Gene Hackman did not receive an Oscar nomination for portraying Norman Dale in Hoosiers.
Hackman firstly just is very believably in the role as a man who clearly not exactly currently in the best part of his life. Dale's coaching job after all is more of a last ditch chance at redemption more than his ideal choice of work. Hackman wears some of that bitterness in him quite well. It is not something that Hackman let's overwhelm his performance, but he does well to suggest the past without the film really needing to show it. Most of the film is not dwelling on the past instead obviously focusing on Dale's attempt to try to get the small town team in shape to win the championship well carefully dealing with the locals who basically want to replace him as soon as they see him. Again in performing as the coach Hackman again does not act as the usual type of movie coach.
In the coaching duties Hackman delivers with a fervent passion as well as always a certain intelligence in his ways as a mentor. What makes Hackman so effective though is the way he comes off as a particularly realistic coach especially in the game scenes. Hackman portrays Dale as honestly having a pretty bad temper in the game, and does not hold back in that regard. Hackman is always particularly strong in showing that Dale does not take it well when anyone whether it is the game's referee or one of his players, he someone who knows he's right so he's not going to take that from anyone. Hackman does not show that Dale is really a perfect guy who someone you would even want to be around, but because of that he's always particularly believable in this role.

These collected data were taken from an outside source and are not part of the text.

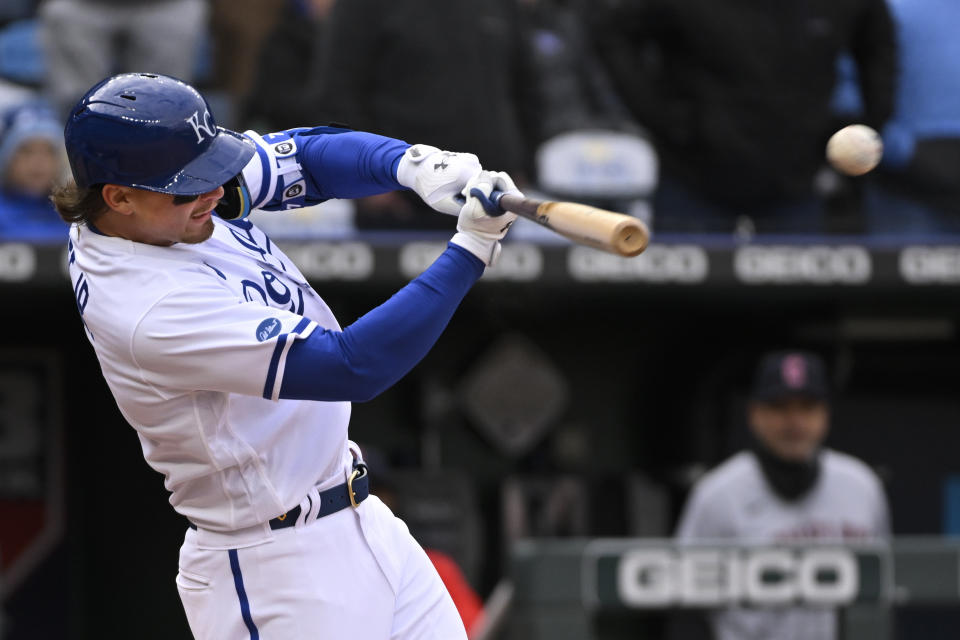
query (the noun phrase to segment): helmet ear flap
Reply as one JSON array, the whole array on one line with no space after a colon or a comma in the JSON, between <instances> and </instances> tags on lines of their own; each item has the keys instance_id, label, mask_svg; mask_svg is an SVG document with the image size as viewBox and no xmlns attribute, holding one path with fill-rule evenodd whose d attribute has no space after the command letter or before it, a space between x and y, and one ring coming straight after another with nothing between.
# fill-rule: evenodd
<instances>
[{"instance_id":1,"label":"helmet ear flap","mask_svg":"<svg viewBox=\"0 0 960 640\"><path fill-rule=\"evenodd\" d=\"M241 220L250 215L250 190L238 173L223 185L223 197L214 211L224 220Z\"/></svg>"}]
</instances>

That is not to say that Norman Dale is not an inspiring figure in the film, quite the contrary not only does he pull all the boys together to form an actual team he even gets the local drunkard (Dennis Hopper) to redeem himself slightly by becoming an assistant coach for the team. Hackman again is terrific by not goign the standard route by being particularly warm and lovey dovey. Instead in most of these scenes Hackman is very careful to suggest an underlying empathy in Dale as he tries to give his inspirational speeches, but the way Hackman plays it up front is as basically "Do the right thing, or well I just down give a damn". Hackman completely meets the challenge of being the inspiring coach, but he always does it his way which avoids ever falling into the slightest bit of schmaltz.

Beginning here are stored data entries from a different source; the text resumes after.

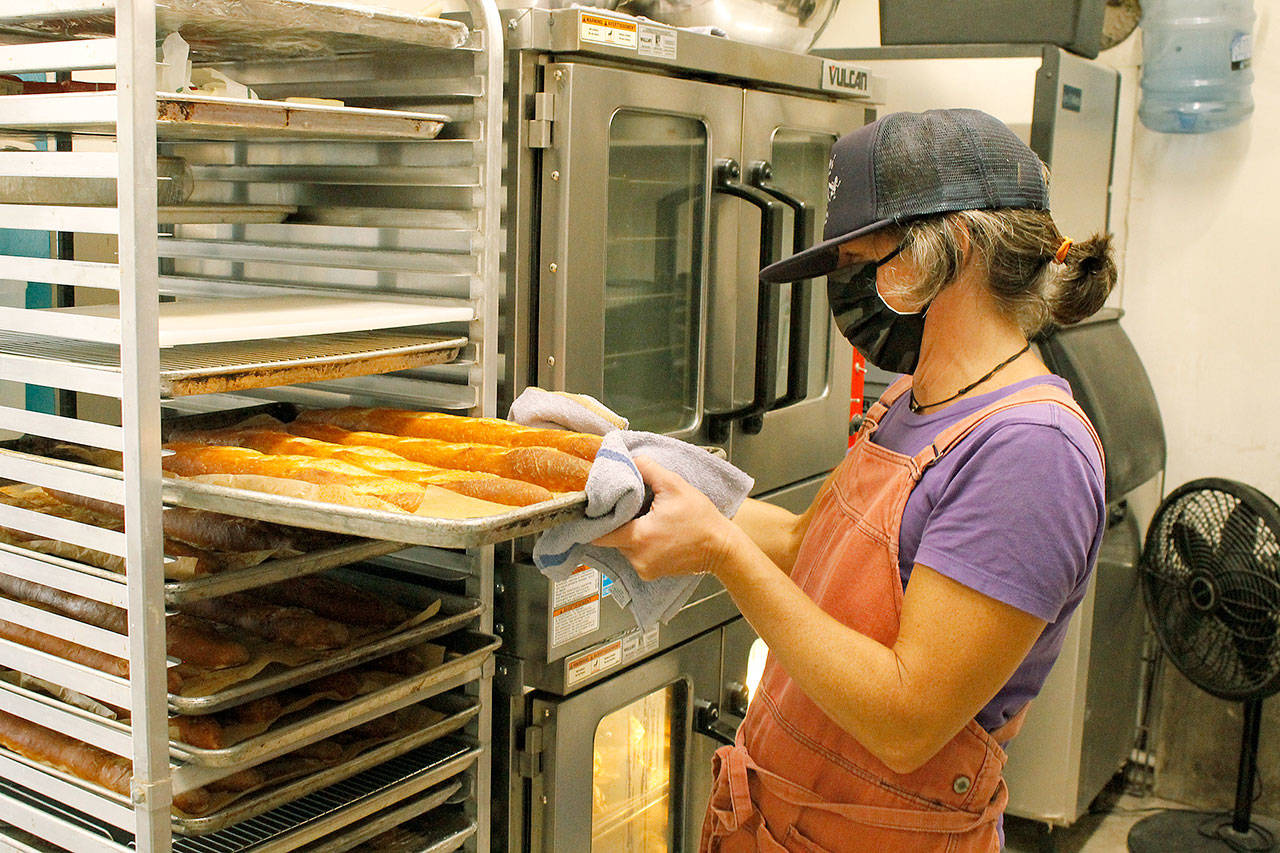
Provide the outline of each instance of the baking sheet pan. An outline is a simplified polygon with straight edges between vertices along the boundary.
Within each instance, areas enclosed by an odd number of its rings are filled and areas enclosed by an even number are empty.
[[[211,814],[201,815],[200,817],[174,817],[174,828],[189,835],[204,835],[216,832],[231,824],[271,811],[313,791],[327,788],[335,782],[349,779],[357,773],[363,773],[371,767],[376,767],[385,761],[390,761],[393,758],[411,752],[423,744],[439,740],[461,729],[479,713],[479,701],[471,699],[468,704],[461,706],[455,713],[445,717],[443,720],[398,740],[376,746],[350,761],[312,773],[301,779],[280,785],[277,788],[263,791],[260,794],[251,794]]]
[[[166,502],[179,506],[437,548],[478,548],[540,533],[583,518],[587,506],[586,492],[566,492],[548,501],[513,507],[509,512],[496,515],[461,519],[429,518],[409,513],[381,512],[305,501],[186,480],[166,480],[164,496]]]
[[[161,225],[257,225],[284,222],[298,212],[293,204],[166,204],[156,208]]]
[[[25,764],[32,769],[84,788],[101,796],[103,799],[132,807],[127,797],[120,796],[100,785],[87,782],[57,768],[32,761],[17,753],[10,753],[5,750],[5,755],[20,764]],[[247,850],[250,847],[252,847],[254,853],[261,853],[261,851],[266,850],[289,850],[298,844],[323,837],[333,830],[354,820],[359,820],[361,816],[377,811],[390,803],[417,794],[426,788],[457,776],[474,764],[479,755],[480,748],[465,740],[437,739],[415,747],[402,755],[386,759],[380,765],[367,767],[345,779],[331,780],[326,786],[298,794],[291,802],[276,805],[258,815],[236,817],[234,819],[222,815],[220,820],[197,826],[194,829],[188,829],[188,824],[190,821],[199,819],[183,818],[175,815],[172,817],[174,830],[188,836],[212,834],[235,824],[240,824],[241,826],[237,827],[235,833],[227,837],[225,845],[210,848],[205,845],[184,844],[181,839],[175,838],[171,851],[172,853],[179,853],[179,851],[206,851],[207,853],[209,850],[238,851]],[[386,778],[389,775],[397,778]],[[339,794],[343,800],[341,808],[333,808],[333,797],[326,797],[326,793],[335,788],[335,786],[345,789],[342,794]],[[328,807],[324,807],[320,802],[305,802],[308,798],[323,800],[328,804]],[[276,809],[289,810],[291,814],[286,816],[282,812],[278,818],[273,819],[272,812]],[[299,812],[305,812],[305,814],[299,816]],[[248,825],[250,821],[256,821],[259,825],[251,827]],[[244,843],[251,834],[260,836],[265,840],[261,844]],[[286,843],[286,839],[290,839],[292,843]],[[191,839],[191,841],[195,840],[197,839]]]
[[[65,4],[64,4],[65,5]],[[87,5],[87,4],[86,4]],[[0,19],[6,17],[0,13]],[[49,38],[114,36],[115,10],[54,9],[7,21],[0,32]],[[178,31],[193,59],[261,61],[271,57],[333,56],[396,45],[457,48],[469,35],[458,21],[345,0],[160,0],[156,28]]]
[[[160,350],[160,393],[220,394],[409,370],[453,361],[466,344],[465,337],[410,328],[165,347]],[[114,344],[4,331],[0,355],[36,364],[96,367],[107,375],[120,371],[120,347]],[[38,372],[31,370],[33,381]]]
[[[241,821],[225,836],[175,838],[173,853],[218,850],[238,853],[282,853],[294,850],[363,820],[392,803],[412,797],[464,772],[480,757],[480,748],[465,742],[433,741],[385,764],[307,794],[278,809]],[[341,806],[334,808],[334,803]],[[299,813],[302,813],[301,816]],[[180,827],[176,827],[179,832]],[[225,838],[210,848],[200,842]]]
[[[182,299],[158,307],[162,347],[465,323],[475,317],[468,306],[305,294]],[[42,310],[113,320],[120,316],[115,303]]]
[[[105,103],[116,100],[115,92],[73,92],[65,95],[5,95],[0,101],[0,115],[5,107],[18,109],[30,98],[40,102],[53,97],[65,107],[67,114],[77,112],[83,120],[59,121],[58,131],[111,135],[116,132],[114,118],[103,120]],[[106,111],[110,116],[113,110]],[[449,117],[436,113],[402,110],[375,110],[329,104],[306,104],[292,101],[225,98],[214,95],[156,93],[156,138],[166,140],[262,140],[262,139],[434,139],[444,129]],[[14,132],[48,132],[48,122],[41,119],[3,120],[3,126]],[[161,222],[164,220],[161,219]]]
[[[396,551],[406,547],[408,546],[403,542],[358,539],[354,542],[312,551],[297,557],[268,560],[265,563],[259,563],[247,569],[228,569],[227,571],[188,581],[166,581],[164,585],[164,600],[166,604],[183,604],[188,601],[228,595],[288,578],[301,577],[325,571],[326,569],[350,565],[372,557],[383,557],[387,554],[394,554]],[[79,566],[79,564],[75,565]],[[108,574],[112,579],[118,579],[121,583],[124,583],[123,576]]]
[[[322,675],[350,669],[392,652],[433,640],[449,632],[456,631],[475,619],[483,606],[474,599],[440,596],[440,613],[421,625],[400,631],[389,637],[383,637],[350,649],[339,649],[326,654],[311,663],[289,668],[265,670],[262,674],[242,681],[225,690],[210,693],[207,696],[176,696],[169,694],[169,708],[178,714],[212,714],[235,705],[242,705],[272,693],[278,693],[290,687],[296,687]],[[448,646],[448,643],[442,643]],[[447,666],[449,661],[446,661]],[[447,677],[446,673],[442,677]]]
[[[476,822],[467,817],[460,806],[441,805],[432,796],[432,792],[428,791],[421,798],[410,800],[394,809],[380,812],[375,818],[362,821],[356,829],[300,847],[296,853],[344,853],[347,850],[387,853],[377,846],[377,837],[403,823],[427,823],[429,826],[421,831],[416,846],[397,847],[396,853],[402,850],[404,853],[410,850],[412,853],[452,853],[476,832]]]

Gene Hackman being in the lead role helps Hoosiers stand out as sports movies of this kind. He does not hit the usual beats of this type of character instead taking his own path the whole way through. By doing this Hacman not only gives a much more intense and compelling portrayal, but also one far more line with a real coach in Norman Dale's position. He makes him a pretty rough character and one that is not always easy to deal with, but Hackman never fails to perfectly balance those technically less savory qualities with a great deal of genuine heart and passion. Although I would not quite put this up there with Hackman's best performances, it is a great example of Hackman excelling in yet another genre.